ETHICS  OF  EATING  ANIMALS

by  Michael Pollan - from his book "Omnivore's  Dilemma"


Eating meat has become morally problematic, at least for people who take the trouble to think about it. Vegetarianism is more popular than it has ever been, and animal rights, the fringiest of fringe movements until just a few years ago, is rapidly finding its way into the cultural mainstream. I'm not completely sure why this should be happening now, given that humans have been eating animals for tens of thousands of years without too much ethical heartburn. Certainly there have been dissenters over the years—Ovid, St. Francis, Tolstoy, and Gandhi come to mind.
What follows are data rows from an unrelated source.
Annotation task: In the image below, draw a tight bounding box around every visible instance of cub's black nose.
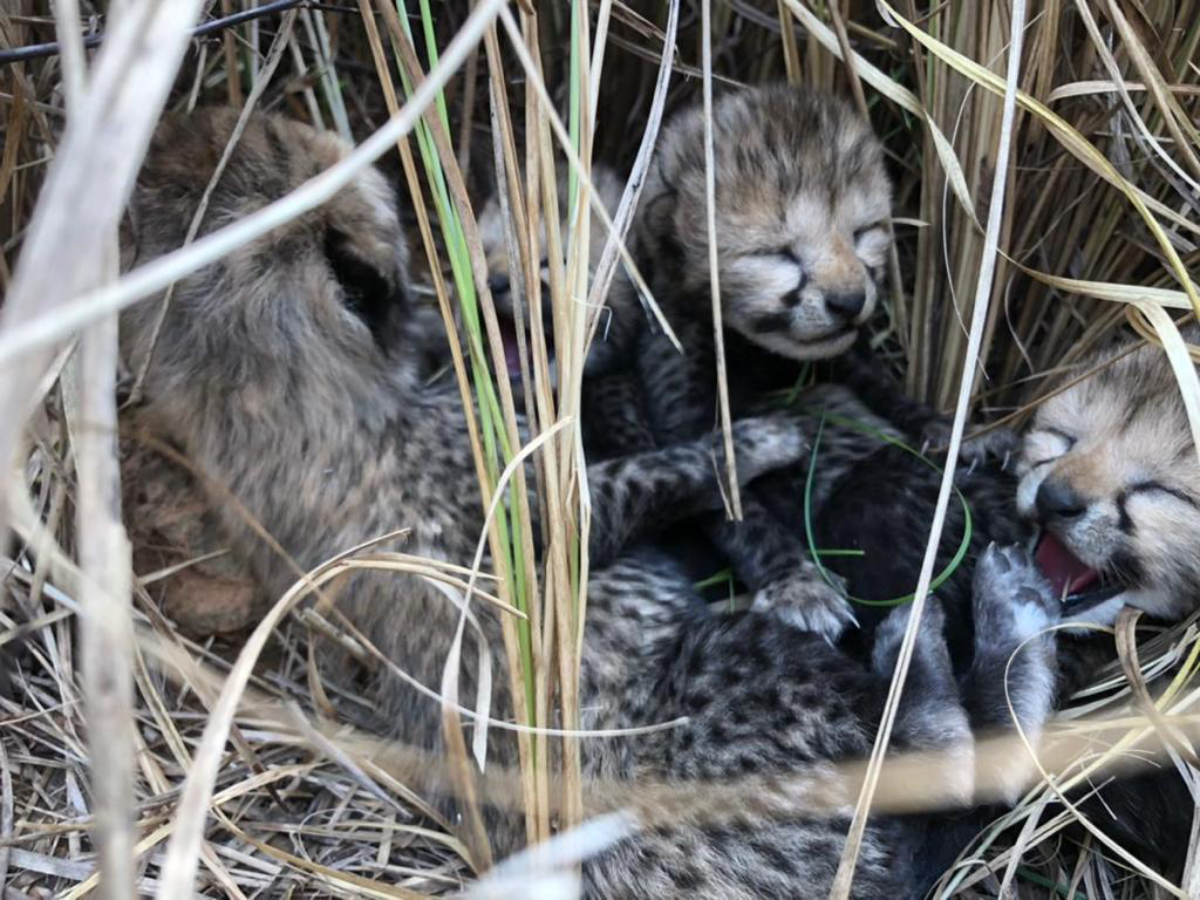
[826,290,866,319]
[1033,479,1087,521]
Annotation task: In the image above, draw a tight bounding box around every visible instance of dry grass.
[0,0,1200,900]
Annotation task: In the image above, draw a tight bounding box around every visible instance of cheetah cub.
[1016,325,1200,878]
[121,108,804,851]
[595,86,892,638]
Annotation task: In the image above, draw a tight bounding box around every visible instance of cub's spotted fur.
[604,86,892,637]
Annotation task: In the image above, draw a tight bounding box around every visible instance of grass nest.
[0,0,1200,900]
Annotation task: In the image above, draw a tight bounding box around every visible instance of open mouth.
[1034,532,1124,614]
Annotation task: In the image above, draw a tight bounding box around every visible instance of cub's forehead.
[1034,347,1198,468]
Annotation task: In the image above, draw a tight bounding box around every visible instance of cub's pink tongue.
[1036,533,1099,598]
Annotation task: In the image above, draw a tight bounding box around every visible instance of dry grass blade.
[700,0,742,520]
[0,0,200,535]
[830,0,1025,900]
[76,292,134,900]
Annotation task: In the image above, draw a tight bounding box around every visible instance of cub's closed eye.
[1126,481,1200,509]
[1027,428,1076,469]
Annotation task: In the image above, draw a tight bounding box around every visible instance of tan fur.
[638,85,892,359]
[1018,334,1200,620]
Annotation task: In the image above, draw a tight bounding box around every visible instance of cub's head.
[121,108,408,424]
[1018,334,1200,622]
[638,85,892,359]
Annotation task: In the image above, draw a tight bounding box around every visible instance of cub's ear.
[325,228,404,346]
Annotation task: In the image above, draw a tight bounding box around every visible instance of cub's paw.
[750,568,858,643]
[974,544,1060,644]
[713,415,809,484]
[871,595,949,676]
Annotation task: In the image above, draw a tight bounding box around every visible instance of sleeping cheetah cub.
[596,86,892,637]
[121,109,803,848]
[122,110,1054,900]
[1016,325,1200,878]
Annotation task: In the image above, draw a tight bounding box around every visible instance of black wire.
[0,0,331,66]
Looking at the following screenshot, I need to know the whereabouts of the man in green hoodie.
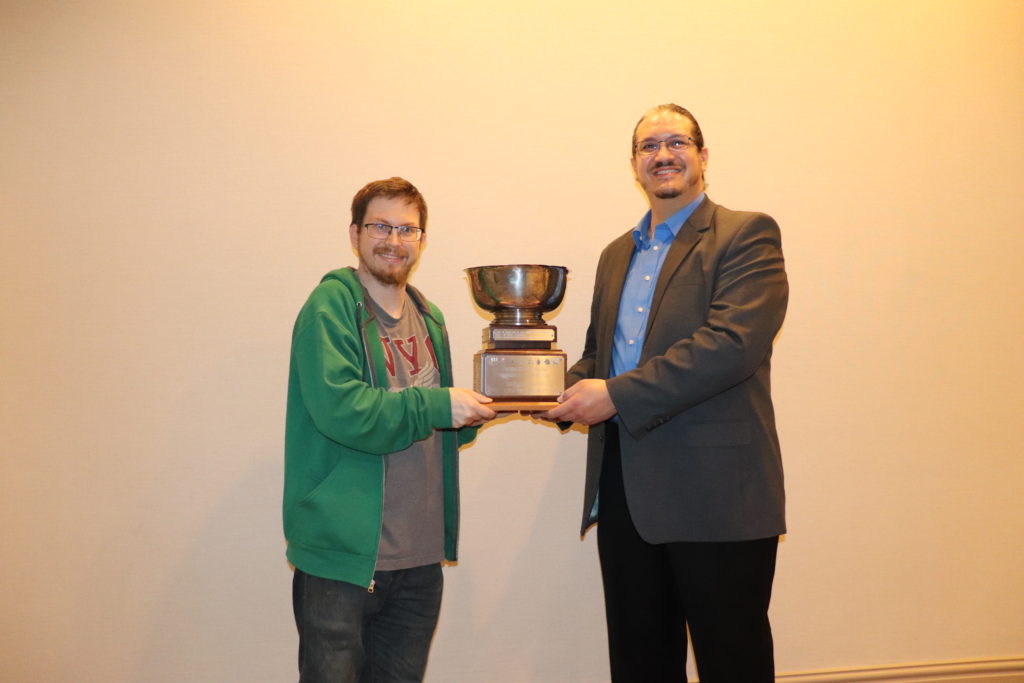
[284,178,495,682]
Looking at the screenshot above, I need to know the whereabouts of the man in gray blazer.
[542,104,788,683]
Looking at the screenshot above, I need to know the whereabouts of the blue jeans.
[292,564,444,683]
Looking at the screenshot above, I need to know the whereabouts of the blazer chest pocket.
[683,421,753,449]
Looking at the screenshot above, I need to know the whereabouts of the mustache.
[374,246,408,258]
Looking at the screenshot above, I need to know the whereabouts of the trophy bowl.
[466,264,568,325]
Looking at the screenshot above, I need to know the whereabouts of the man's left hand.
[537,380,617,426]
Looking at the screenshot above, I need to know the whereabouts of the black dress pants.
[597,423,778,683]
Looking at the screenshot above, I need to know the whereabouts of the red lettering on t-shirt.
[392,336,420,376]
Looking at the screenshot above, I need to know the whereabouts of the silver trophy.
[466,264,568,411]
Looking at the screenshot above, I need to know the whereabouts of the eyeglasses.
[636,135,696,157]
[362,223,424,242]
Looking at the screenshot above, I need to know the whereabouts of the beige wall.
[0,0,1024,683]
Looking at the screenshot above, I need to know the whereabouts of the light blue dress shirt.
[609,193,705,377]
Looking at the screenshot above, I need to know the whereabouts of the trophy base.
[487,400,558,413]
[473,349,565,403]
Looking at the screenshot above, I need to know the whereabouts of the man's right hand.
[449,387,498,429]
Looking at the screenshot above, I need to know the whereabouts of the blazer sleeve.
[608,213,788,436]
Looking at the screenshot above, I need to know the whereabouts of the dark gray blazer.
[568,199,788,543]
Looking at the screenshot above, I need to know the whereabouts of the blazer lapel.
[595,230,636,377]
[647,198,716,336]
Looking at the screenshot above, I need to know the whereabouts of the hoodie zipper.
[355,299,386,594]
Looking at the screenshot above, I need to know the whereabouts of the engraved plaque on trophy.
[466,264,568,412]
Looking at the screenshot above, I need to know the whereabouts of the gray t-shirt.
[368,294,444,571]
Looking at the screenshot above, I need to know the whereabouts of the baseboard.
[775,657,1024,683]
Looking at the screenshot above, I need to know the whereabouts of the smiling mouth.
[374,249,406,261]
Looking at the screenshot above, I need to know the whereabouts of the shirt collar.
[633,193,705,249]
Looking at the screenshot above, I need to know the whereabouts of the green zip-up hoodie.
[284,268,476,586]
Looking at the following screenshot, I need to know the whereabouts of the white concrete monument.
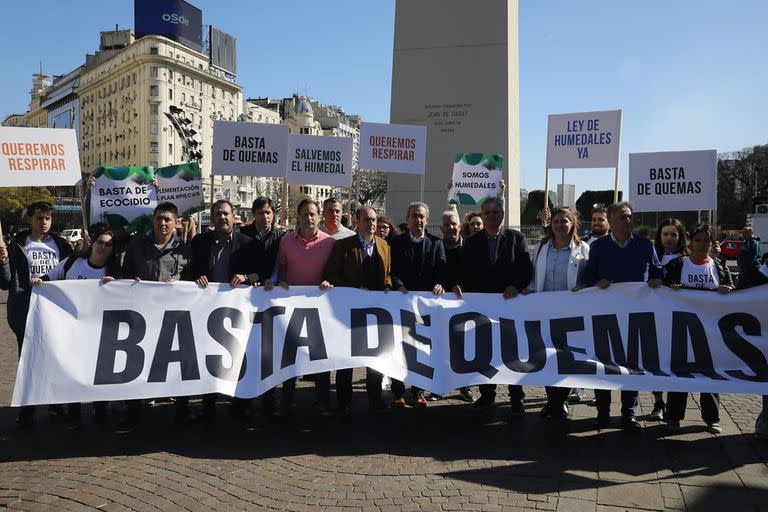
[387,0,520,226]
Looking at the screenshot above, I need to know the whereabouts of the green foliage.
[520,190,555,226]
[576,190,622,222]
[0,187,54,218]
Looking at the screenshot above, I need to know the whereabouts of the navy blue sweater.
[584,233,664,286]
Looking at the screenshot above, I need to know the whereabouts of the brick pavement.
[0,294,768,512]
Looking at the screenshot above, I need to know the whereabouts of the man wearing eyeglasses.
[0,201,72,428]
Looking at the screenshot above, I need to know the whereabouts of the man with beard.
[185,199,259,424]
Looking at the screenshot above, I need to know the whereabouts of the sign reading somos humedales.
[13,280,768,406]
[547,110,621,169]
[285,134,352,187]
[448,153,504,205]
[0,126,81,187]
[211,121,288,178]
[629,149,717,212]
[358,123,427,174]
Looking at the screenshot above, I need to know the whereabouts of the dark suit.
[458,229,533,408]
[390,231,446,399]
[324,236,392,409]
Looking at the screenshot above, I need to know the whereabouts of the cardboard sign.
[448,153,504,205]
[0,127,81,187]
[90,166,157,233]
[155,162,205,217]
[359,123,427,174]
[629,149,717,212]
[211,121,288,178]
[285,135,352,187]
[547,110,621,169]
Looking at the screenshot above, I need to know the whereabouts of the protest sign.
[13,280,768,406]
[629,149,717,212]
[547,110,621,169]
[211,121,288,178]
[358,123,427,174]
[285,135,352,187]
[155,162,205,217]
[0,126,82,187]
[90,166,157,233]
[448,153,504,205]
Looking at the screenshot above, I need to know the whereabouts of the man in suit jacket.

But the general consensus has always been that humans were indeed omnivores and, whatever spiritual or moral dilemmas the killing and eating of animals posed, our various cultural traditions (everything from the rituals governing slaughter to saying grace before the meal) resolved them for us well enough. For the most part our culture has been telling us for millennia that animals were both good to eat and good to think.
In recent years medical researchers have raised questions about the good to eat part, while philosophers like Singer and organizations like People for the Ethical Treatment of Animals (PETA) have given us new reasons to doubt meat is good to think—that is, good for our souls or our moral self-regard. Hunting is in particularly bad odor these days, even among people who still eat meat; apparently it's the fact of killing that these people most object to (as if a steak could be gotten any other way), or perhaps it's the taking pleasure in killing an animal that is the trouble. It may be that as a civilization we're groping toward a higher plane of consciousness. It may be that our moral enlightenment has advanced to the point where the practice of eating animals—like our former practices of keeping slaves or treating women as inferior beings—can now be seen for the barbarity it is, a relic of an ignorant past that very soon will fill us with shame......
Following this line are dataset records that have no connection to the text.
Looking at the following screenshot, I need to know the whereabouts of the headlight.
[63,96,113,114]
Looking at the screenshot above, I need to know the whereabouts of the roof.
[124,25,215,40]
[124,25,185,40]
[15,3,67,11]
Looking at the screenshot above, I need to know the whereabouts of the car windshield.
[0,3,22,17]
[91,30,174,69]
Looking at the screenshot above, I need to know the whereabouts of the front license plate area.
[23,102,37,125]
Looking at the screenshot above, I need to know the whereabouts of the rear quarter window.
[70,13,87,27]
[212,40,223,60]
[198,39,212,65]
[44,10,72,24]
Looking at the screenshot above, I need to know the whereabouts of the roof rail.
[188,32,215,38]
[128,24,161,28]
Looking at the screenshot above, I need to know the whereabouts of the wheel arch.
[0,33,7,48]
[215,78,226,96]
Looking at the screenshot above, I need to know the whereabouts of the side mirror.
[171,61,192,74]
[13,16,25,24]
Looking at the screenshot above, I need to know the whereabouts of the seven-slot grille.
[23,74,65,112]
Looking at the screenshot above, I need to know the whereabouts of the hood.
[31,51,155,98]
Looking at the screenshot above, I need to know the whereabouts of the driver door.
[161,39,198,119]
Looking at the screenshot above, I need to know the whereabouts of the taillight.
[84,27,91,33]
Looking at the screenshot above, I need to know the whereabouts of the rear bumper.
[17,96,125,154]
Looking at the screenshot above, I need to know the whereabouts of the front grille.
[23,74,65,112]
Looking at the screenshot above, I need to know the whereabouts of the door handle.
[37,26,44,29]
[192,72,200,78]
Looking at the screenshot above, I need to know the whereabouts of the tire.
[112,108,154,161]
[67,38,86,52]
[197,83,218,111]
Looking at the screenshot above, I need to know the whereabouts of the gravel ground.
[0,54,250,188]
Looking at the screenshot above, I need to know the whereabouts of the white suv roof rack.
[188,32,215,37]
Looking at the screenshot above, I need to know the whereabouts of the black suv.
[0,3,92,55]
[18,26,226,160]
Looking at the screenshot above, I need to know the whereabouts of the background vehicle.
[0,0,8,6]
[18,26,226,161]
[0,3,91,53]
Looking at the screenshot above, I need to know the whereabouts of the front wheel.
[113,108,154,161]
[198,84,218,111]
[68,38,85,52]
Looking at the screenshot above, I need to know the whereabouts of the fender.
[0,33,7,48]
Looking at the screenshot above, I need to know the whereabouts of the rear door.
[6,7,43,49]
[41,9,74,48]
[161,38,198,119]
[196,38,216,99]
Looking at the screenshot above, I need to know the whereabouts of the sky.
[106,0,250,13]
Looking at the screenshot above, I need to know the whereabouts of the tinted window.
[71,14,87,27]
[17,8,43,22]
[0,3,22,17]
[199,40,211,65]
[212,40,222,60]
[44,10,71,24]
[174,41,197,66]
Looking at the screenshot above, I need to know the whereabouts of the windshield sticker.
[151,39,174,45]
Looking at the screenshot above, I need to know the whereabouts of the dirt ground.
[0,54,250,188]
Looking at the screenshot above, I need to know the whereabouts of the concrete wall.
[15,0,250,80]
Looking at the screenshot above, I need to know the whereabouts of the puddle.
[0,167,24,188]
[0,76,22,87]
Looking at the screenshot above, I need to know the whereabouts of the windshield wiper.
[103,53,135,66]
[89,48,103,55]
Whatever the cause, the effect is an unusual amount of cultural confusion on the subject of animals. For at the same time many of us seem eager to extend the circle of our moral consideration to other species, in our factory farms we're inflicting more suffering on more animals than at any time in history. One by one science is dismantling our claims to uniqueness as a species, discovering that such things as culture, tool making, language, and even possibly self-consciousness are not, as we used to think, the exclusive properties of Homo sapiens. And yet most of the animals we eat lead lives organized very much in the spirit of Descartes, who famously claimed that animals were mere machines, incapable of thought or feeling. .....A few years ago the English writer John Berger wrote an essay called "Why Look at Animals?" in which he suggested that the loss of everyday contact between ourselves and animals—and specifically the loss of eye contact—has left us deeply confused about the terms of our relationship to other species. That eye contact, always slighdy uncanny, had brought the vivid daily reminder that animals were both crucially like and unlike us; in their eyes we glimpsed something unmistakably familiar (pain, fear, courage) but also something irretrievably other (?!). Upon this paradox people built a relationship in which they felt they could both honor and eat animals without looking away. But that accommodation has pretty much broken down; nowadays it seems we either look away or become vegetarians. For my own part, neither option seemed especially appetizing; certainly looking away was now com pletely off the table. Which might explain how it was I found myself attempting to read Peter Singer in a steakhouse.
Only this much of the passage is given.